Outro destaque da programação deste simpósio é a publicação inédita de uma antologia de 150 autores transmontanos, como Balbina Mendes, José Rentes de Carvalho e António Chaves.
“Para além disso, no dia 25, às 18h00, vamos lançar e proceder à apresentação de uma antologia com textos inéditos de 150 autores transmontanos e alto durienses, assim como, escritores da diáspora transmontana, numa obra de 950 páginas com 35 capítulos. Também está garantida a participação desses escritores no congresso” sustentou o presidente da direcção da Casa de Trás-os-Montes.
Relativamente a este congresso, Filipe Costa do DORBA PCP de Bragança, criticou o facto de se realizar em Lisboa.
“Quanto ao facto de se realizar em Lisboa, ilustra e retrata essa imagem de esvaziamento da região e traduz uma operação de branqueamento de responsabilidades de todos aqueles que, na região e em Lisboa levaram a cabo as políticas que levaram a região à situação em que se encontra” destacou Filipe Costa.
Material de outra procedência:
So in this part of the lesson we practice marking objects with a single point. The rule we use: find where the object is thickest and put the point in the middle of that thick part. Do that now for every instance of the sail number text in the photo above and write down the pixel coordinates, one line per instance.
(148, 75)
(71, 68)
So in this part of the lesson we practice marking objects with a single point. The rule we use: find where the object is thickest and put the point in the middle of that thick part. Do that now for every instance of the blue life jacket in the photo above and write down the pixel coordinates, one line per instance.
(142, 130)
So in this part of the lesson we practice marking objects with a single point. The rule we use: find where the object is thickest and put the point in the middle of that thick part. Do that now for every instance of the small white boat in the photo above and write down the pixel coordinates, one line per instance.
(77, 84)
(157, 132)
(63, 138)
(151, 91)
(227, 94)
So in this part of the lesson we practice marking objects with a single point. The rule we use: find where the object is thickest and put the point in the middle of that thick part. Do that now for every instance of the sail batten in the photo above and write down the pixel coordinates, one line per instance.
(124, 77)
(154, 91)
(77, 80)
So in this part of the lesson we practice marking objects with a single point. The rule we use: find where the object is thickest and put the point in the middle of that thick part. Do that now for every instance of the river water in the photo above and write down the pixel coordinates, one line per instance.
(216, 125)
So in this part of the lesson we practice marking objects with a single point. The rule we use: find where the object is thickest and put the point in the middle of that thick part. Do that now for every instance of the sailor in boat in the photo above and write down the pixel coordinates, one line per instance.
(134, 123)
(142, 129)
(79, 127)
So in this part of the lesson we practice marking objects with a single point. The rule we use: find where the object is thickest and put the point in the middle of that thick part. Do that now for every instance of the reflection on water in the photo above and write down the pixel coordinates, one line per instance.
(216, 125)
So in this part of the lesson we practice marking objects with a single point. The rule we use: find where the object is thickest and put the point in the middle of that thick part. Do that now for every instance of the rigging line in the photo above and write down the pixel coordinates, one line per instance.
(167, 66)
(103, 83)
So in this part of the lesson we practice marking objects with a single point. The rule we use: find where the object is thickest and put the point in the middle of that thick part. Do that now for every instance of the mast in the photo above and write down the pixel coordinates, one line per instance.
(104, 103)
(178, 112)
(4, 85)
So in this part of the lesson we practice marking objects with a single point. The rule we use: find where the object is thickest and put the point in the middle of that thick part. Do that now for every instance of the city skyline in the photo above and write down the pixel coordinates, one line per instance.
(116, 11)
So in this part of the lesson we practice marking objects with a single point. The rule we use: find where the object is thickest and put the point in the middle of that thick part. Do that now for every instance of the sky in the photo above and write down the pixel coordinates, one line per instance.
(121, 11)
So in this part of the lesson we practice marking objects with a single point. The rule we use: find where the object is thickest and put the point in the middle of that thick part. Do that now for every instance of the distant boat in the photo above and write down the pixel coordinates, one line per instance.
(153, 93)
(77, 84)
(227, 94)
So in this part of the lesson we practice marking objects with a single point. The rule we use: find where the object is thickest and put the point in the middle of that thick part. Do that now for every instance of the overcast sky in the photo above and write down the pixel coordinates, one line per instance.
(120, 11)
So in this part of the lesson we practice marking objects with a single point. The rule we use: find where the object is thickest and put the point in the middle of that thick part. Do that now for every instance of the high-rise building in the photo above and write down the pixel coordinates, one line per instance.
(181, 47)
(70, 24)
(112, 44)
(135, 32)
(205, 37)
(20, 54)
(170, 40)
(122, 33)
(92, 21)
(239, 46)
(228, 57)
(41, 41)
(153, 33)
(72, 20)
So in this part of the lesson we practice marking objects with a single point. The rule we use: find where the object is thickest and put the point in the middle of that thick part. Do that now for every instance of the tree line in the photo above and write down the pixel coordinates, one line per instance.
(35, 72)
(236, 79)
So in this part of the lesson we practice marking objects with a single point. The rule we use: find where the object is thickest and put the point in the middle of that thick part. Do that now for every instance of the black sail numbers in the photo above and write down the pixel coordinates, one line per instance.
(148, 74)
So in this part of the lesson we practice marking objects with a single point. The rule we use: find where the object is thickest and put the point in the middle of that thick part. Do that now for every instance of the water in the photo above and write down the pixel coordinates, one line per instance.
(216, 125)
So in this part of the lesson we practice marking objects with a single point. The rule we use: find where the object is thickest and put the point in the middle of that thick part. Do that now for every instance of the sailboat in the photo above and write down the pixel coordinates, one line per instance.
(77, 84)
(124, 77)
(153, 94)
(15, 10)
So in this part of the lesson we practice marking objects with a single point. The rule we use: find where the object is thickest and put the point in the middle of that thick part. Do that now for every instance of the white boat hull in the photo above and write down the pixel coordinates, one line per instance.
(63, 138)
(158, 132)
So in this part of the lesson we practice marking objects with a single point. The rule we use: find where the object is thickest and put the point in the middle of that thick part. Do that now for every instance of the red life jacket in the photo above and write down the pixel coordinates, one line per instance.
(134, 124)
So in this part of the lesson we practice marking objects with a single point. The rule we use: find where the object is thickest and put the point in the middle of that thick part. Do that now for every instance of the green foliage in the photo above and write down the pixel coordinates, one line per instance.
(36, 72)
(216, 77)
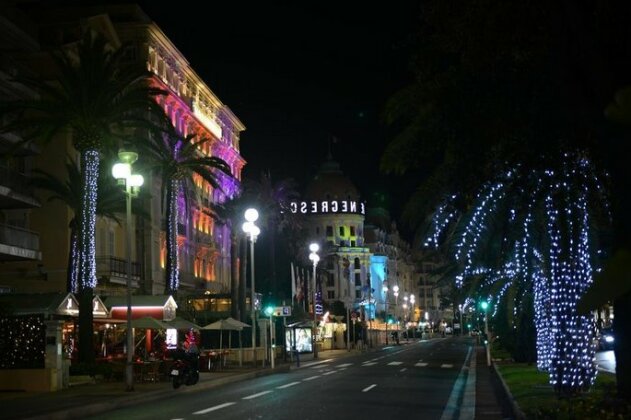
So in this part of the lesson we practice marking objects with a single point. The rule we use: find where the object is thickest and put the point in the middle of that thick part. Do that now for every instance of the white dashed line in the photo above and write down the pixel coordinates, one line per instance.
(249, 397)
(287, 385)
(315, 364)
(217, 407)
O presidente da Casa de Trás-os-Montes diz que “a partir do momento que se realizasse o congresso em qualquer um dos municípios, os outros 34 ficariam prejudicados. Isto não se trata de centralismo, como fomos acusados, mas de dar oportunidade às pessoas que gostam muito da nossa terra, que por diversos motivos tiveram de se deslocar para os grandes centros”.
O IV Congresso de Trás-os-Montes e Alto Douro vai terminar no domingo e conta com 25 stands com venda de produtos endógenos.